The letter says the details remain to be worked out but it will let people who “have a well-considered opinion that their life is complete, must, under strict and careful criteria, be allowed to finish that life in a manner dignified for them.”
The proposal comes as a surprise, as a commission enlisted to study the idea of allowing a “completed life” extension to current policy concluded there was no need for it. The ministers disagreed, saying that it is “a legitimate request” to seek assistance for dying for “people who suffer unbearably and have no hope without an underlying medical reason.”

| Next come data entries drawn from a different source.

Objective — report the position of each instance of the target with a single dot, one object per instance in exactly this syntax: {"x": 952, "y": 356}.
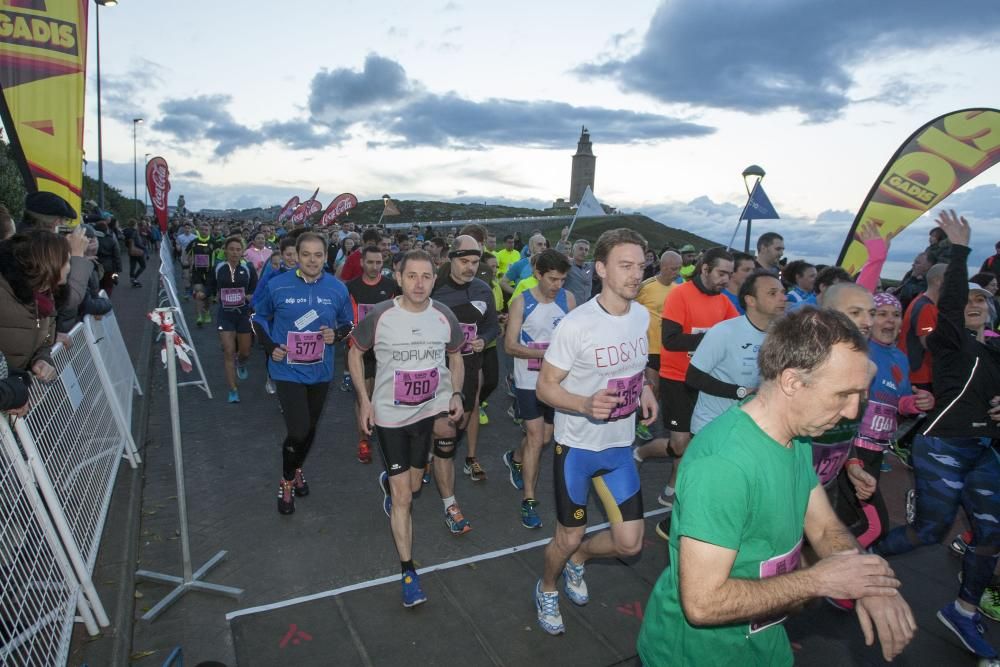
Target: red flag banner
{"x": 287, "y": 209}
{"x": 936, "y": 160}
{"x": 339, "y": 206}
{"x": 158, "y": 184}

Health Minister Edith Schippers wrote in the letter that “because the wish for a self-chosen end of life primarily occurs in the elderly, the new system will be limited to” them.
The new law, like previous laws, will require “careful guidance and vetting ahead of time with a 'death assistance provider' with a medical background, who has also been given additional training.” The law is supposed to include safety mechanisms including third-party checks, reviews and supervision.
Critics say Dutch euthanasia practice has already expanded beyond the borders originally envisioned for it, with “unbearable suffering” not only applying to people with terminal diseases, but also to some with mental illnesses and dementia.
The euthanasia policy has widespread backing in Dutch society. Cases have risen by double digits every year for more than a decade as more patients request it and more doctors are willing to carry it out. Euthanasia accounted for 5,516 deaths in the Netherlands in 2015, or 3.9 percent of all deaths nationwide.
What will come next? Assisted suicide for people wanting to end their lives because of failed marriages and failed investments?